As our nation commemorated the twentieth anniversary of the attacks of September 11, 2001, I listened to person after person tell their stories on television, social media, and in one-on-one conversations. Everyone who was alive on that awful day knows exactly where they were when the events unfolded, what they did, and how they felt. In listening to these stories, I realized that while we all experienced the same events, the depths of our experiences varied significantly.
I relived my own memories of watching the towers fall on television while working at the federal courthouse in St. Louis. My husband and I waited in line that afternoon so I could give blood, only to learn later that there wasn’t much need for blood. We joined our church family that night to pray and be in community to help ease the terror and uncertainty we felt. While I don’t normally compare one person’s pain to another’s, in these circumstances, I knew that my pain paled in comparison to many others. Then and twenty years later, I ached for the people who died, for those who escaped from the buildings, those who lost loved ones in the disaster, the children who never knew their fathers. Their heartbreaking experiences filled me with grief.

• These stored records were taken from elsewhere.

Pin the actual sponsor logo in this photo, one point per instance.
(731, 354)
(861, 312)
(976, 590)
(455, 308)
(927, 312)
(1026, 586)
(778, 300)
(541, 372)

Because we lived through the events together as a collective, we all experienced some level of pain. And we easily believe others when they tell us their stories of 9/11 and the depth of their pain. Unfortunately, sometimes we tend to discount others’ pain when we haven’t experienced similar circumstances. When someone tells us of their experience with racism or sexism or other prejudice, we may not believe the person if we have not endured that type of injury. We may discount another’s pain when they tell us about a rejection they endured if they’re younger than us or if we don’t think the matter was as important as they did.
Sociologist Brené Brown said, “In order to empathize with someone’s experience you must be willing to believe them as they see it and not how you imagine their experience to be.” We need to resist the urge to think “it wasn’t that bad” or “they shouldn’t be that upset” when people trust us enough to share their pain. Jesus commanded, “You shall love your neighbor as yourself” (Mark 12:31). We never doubt the depth or breadth of our own pain. And so, if we are to love others as we love ourselves, this love should include the acknowledgement of our neighbor’s pain as they experience it.
Thankfully, we don’t have to experience the same pain as another to support and empathize with them, we just need to believe them when they tell us about their pain. God believes us when we tell God about our pain. When we believe others, we not only connect more strongly with them, but we also follow God’s command to love his people.